After the retirement of the Founders, it was time for ZYGO to look to the next generation of leadership and position itself for the future. In 2014, ZYGO joined the Ultra Precision Technologies Division of AMETEK. The UPT Division includes sister metrology companies Taylor Hobson, Solartron, Reichert and Creaform, as well as precision engineering leaders Precitech, Sterling Ultra Precision and TMC. The ZYGO tradition continues with new products and innovations, building on a solid tradition while enjoying mutually-beneficial collaborations with its new AMETEK sister companies.
From the beginning, ZYGO's business plan has been founded on the ambition to take on the tough problems that address critical unmet needs in industry. In Sol's words, "We can do it... There are no boundaries, there are no limitations." This means hiring top-notch employees, including leading engineers that can drive new solutions from idea to product introduction. The patent literature has over 8,200 citations to ZYGO's portfolio of 375 issued US patents. Scientific journals, textbooks and conference proceedings includes hundreds of papers, book chapters and review articles authored by ZYGO employees. ZYGO scientists are actively engaged in professional societies, standards committees, university collaborations, and professional publication activities in applied optics and precision manufacturing disciplines.

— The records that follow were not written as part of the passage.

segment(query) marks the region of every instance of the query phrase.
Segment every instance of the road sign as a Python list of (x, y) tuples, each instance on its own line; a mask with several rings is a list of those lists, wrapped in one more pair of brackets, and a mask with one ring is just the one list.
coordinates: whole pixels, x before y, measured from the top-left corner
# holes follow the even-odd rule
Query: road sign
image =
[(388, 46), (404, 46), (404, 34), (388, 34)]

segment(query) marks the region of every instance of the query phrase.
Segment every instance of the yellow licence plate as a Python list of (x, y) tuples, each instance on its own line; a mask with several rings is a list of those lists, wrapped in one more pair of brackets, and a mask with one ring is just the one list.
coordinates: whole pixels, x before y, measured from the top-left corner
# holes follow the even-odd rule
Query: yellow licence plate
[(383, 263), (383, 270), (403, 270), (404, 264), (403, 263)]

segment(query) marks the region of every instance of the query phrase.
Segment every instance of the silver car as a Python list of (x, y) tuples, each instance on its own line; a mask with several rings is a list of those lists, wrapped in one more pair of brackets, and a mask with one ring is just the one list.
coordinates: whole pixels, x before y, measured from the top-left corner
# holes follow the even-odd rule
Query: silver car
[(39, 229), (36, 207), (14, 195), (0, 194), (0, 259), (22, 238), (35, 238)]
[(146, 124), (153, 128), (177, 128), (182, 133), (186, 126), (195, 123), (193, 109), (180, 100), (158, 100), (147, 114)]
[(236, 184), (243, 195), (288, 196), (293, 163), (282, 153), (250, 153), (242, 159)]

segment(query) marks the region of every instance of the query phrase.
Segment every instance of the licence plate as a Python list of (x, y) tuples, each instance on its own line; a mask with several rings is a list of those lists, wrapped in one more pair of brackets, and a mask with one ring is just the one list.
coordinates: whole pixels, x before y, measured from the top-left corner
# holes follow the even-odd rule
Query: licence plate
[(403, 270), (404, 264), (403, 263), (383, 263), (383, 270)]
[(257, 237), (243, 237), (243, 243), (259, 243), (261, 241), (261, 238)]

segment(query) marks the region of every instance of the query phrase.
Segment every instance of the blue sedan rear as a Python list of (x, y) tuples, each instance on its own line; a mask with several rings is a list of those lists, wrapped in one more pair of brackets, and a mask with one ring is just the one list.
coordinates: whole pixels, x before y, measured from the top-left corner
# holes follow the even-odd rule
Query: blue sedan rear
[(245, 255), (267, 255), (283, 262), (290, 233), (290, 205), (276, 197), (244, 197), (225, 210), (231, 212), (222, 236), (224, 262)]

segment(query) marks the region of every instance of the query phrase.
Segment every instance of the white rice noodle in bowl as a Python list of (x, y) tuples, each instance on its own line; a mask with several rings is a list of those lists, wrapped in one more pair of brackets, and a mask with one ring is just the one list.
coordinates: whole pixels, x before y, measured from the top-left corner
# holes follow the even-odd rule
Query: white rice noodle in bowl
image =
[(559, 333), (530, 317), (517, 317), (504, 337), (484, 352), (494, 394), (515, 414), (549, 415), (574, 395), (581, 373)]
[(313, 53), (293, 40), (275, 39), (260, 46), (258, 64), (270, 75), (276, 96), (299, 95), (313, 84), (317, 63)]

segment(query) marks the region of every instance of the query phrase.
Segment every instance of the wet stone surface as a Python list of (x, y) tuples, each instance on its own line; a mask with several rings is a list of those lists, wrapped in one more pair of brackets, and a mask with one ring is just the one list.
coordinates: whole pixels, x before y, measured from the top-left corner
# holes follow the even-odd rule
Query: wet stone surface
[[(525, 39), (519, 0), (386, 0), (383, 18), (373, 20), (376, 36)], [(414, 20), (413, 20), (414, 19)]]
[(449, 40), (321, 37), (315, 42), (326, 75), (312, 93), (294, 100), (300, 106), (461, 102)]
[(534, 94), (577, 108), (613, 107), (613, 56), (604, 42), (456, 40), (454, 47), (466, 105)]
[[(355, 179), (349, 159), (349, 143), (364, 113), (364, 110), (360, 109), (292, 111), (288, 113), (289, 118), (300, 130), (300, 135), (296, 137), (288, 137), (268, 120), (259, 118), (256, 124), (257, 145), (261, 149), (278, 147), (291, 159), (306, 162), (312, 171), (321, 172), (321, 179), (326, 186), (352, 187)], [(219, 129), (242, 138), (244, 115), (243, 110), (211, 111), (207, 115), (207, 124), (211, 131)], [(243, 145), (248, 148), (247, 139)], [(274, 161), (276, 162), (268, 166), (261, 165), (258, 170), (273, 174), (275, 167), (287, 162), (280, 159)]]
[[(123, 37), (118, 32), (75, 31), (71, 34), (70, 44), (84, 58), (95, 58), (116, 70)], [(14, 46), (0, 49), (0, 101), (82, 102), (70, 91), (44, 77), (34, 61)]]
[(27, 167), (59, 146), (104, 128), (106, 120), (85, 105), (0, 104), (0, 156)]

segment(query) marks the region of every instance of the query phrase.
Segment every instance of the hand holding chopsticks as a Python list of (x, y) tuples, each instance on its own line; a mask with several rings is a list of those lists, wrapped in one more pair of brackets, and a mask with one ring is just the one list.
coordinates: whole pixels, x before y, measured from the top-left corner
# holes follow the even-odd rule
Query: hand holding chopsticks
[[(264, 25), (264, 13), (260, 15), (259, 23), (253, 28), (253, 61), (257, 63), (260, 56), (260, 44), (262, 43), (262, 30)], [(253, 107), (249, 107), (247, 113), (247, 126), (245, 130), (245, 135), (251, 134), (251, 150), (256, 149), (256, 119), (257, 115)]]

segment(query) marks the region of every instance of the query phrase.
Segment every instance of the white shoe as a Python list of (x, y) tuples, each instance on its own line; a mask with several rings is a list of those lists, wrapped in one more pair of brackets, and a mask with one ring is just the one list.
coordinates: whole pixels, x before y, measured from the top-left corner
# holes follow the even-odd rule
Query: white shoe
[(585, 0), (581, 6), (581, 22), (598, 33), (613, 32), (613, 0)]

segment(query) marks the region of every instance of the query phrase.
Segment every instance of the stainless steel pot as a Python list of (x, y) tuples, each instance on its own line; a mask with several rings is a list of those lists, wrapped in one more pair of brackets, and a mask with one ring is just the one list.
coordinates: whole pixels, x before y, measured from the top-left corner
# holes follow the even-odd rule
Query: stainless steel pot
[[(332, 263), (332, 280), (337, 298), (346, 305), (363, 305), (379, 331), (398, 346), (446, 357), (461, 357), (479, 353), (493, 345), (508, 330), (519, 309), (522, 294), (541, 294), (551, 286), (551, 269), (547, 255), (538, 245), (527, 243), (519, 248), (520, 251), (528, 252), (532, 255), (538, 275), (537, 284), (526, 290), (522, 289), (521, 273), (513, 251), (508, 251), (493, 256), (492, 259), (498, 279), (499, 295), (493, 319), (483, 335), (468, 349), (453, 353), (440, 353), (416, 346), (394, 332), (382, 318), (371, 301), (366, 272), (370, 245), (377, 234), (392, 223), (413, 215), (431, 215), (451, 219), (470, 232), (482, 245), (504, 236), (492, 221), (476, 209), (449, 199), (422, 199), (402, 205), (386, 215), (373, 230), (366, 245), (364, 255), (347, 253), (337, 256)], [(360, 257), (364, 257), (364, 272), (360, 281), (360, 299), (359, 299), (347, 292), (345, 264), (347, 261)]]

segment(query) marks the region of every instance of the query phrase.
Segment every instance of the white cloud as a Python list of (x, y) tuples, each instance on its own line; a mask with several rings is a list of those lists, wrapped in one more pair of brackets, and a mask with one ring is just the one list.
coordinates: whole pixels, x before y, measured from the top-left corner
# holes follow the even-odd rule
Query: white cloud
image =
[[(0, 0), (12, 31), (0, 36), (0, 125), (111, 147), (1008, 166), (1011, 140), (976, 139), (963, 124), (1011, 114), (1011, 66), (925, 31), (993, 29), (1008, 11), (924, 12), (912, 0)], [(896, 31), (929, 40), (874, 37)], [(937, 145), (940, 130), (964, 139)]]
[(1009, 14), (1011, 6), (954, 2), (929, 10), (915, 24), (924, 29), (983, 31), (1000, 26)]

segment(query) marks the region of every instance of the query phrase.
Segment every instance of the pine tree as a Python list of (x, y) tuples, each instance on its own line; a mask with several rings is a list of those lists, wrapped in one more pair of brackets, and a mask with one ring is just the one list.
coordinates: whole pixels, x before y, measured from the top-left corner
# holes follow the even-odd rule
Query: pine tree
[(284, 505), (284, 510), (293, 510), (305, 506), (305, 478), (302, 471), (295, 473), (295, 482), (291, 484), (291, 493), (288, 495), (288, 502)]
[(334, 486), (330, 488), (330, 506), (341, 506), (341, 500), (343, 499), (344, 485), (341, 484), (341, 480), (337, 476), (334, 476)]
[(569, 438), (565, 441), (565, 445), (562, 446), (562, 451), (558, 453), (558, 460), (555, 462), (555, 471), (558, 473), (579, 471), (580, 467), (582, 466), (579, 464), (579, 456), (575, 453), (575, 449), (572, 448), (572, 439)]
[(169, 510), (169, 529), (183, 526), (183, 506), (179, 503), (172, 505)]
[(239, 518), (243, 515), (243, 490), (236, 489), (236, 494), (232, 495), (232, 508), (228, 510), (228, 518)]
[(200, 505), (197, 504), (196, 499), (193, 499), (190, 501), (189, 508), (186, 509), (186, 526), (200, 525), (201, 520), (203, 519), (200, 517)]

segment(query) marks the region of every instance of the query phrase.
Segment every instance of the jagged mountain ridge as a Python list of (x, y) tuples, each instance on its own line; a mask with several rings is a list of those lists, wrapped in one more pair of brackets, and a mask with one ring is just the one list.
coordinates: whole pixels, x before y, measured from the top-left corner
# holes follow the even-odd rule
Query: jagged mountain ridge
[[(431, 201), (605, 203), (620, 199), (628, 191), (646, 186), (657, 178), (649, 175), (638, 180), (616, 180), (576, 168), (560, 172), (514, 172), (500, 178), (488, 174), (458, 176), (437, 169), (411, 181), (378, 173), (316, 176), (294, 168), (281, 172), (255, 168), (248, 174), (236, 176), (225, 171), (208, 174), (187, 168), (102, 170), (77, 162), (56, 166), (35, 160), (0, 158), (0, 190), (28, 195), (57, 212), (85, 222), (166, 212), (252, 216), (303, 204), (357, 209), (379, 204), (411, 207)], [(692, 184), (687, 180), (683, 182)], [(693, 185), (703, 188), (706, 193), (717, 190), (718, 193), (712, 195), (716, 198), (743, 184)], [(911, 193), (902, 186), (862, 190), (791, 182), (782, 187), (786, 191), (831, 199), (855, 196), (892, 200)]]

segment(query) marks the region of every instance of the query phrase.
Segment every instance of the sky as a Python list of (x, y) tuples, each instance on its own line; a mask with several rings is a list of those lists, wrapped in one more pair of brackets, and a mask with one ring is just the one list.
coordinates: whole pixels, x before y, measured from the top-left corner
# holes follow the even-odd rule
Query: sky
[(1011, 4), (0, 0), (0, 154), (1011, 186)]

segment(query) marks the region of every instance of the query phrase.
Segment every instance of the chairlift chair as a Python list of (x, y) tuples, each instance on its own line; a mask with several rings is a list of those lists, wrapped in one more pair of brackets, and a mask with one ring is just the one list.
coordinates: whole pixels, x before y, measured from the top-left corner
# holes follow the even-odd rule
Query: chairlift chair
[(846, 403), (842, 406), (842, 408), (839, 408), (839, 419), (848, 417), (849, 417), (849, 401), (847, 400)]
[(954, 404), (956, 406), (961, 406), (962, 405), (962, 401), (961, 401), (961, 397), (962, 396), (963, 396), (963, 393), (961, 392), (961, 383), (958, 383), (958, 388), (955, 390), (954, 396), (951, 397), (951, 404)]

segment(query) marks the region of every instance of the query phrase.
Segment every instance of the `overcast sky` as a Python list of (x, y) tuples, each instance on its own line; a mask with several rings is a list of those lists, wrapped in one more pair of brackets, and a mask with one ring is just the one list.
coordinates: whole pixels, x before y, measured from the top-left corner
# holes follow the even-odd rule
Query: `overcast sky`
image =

From small beginnings grew a company that is today a recognized institution in precision optics fabrication and interferometric metrology. The ZYGO name has become synonymous with instruments that measure surface form and texture, and optical components and systems that define the state of the art. ZYGO has also stayed true to the idea of forming a bridge between international markets and centers of excellence worldwide. The mission of the company continues to be to "enable customer success by delivering innovative precision optical and metrology solutions." This spirit remains strong as we set our sights on the challenges ahead. It's amazing to think that after 50 years, we still feel like we're just getting started.